I draw and paint with heavily pigmented cotton paper pulp. 
Each one of these paintings is 22" x 30".

Why zombies?  That is what I wanted to know.  My sons and their friends talked about them incessantly, creating elaborate scenarios for evacuation and defense when they attacked.  Each scenario had to take into account the exact nature of the zombie population, as different kinds were incapacitated in very specific ways: the details were endless and gory. They plotted escape plans for hours, and every guy who came by jumped right into the conversation.

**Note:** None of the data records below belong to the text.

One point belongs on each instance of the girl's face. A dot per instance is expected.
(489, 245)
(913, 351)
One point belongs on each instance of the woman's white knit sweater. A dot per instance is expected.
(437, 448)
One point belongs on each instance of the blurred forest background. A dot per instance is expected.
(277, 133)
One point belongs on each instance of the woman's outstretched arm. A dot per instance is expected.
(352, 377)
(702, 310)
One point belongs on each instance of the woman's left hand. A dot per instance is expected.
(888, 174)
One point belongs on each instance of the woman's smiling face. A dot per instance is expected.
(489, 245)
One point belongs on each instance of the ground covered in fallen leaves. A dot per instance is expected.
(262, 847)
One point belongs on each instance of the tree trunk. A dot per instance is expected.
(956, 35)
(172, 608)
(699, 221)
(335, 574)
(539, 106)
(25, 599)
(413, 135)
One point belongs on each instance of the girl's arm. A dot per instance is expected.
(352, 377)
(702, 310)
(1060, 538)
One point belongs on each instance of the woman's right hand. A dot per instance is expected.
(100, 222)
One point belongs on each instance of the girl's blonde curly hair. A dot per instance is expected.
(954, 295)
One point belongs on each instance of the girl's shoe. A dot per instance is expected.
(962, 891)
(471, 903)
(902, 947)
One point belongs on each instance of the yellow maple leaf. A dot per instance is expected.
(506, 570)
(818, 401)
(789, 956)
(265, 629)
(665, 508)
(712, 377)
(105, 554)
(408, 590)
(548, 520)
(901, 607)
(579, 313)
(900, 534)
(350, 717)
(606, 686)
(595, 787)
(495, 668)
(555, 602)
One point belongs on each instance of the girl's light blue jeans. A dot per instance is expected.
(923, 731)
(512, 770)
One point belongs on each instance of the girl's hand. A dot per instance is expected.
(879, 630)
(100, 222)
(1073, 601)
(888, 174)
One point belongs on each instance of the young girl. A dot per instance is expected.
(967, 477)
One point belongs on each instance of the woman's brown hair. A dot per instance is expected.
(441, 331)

The girls I knew of this age never mentioned this potential disaster.  I never once heard a girl initiate a conversation about survival from a zombie attack.  Why young men?  Why now?

I began to ask them.  For some, it was that living a middle class life in Santa Barbara made them feel there was nothing to push against; they never had to fight for anything.  This was a mock battle to test, in theory at least, if they were strong enough to survive in a harsh world. 

What about the young men I visited in the college dorms and apartments where my sons went to school, in Chicago and Massachusetts, far from our California paradise?  For them, zombies represented the world they lived in - idiot teachers, parents and bosses, the prospect of mind-numbing jobs when they graduated, a dehumanizing war predicated on lies and greed.  On TV were leaders hell bent on pushing the globe to perpetual, imminent disaster - a world where gaming the system was an end in itself.  It’s a kind of karmic payback to imagine junk bond traders and war profiteers being infected by a virus they created - and then decapitated by the young men who’d been their pawns in this senseless world.  As heroes in their own story, they could finally save their friends from the destruction they saw so rampant in real life.

And then there were those peers of my sons who’d returned from the war in Iraq with PTSD.  Casualties of the same system, these walking wounded were struggling to regain their own humanity, stumbling away from horrific experiences that were eating their life from within.  So there’s a lost, poignant quality about zombies, too: they can remember being human.

Why buddhas?  They came out of nowhere, periodically cleansing the anger and distortions coursing through me.  I was grateful whenever they showed up.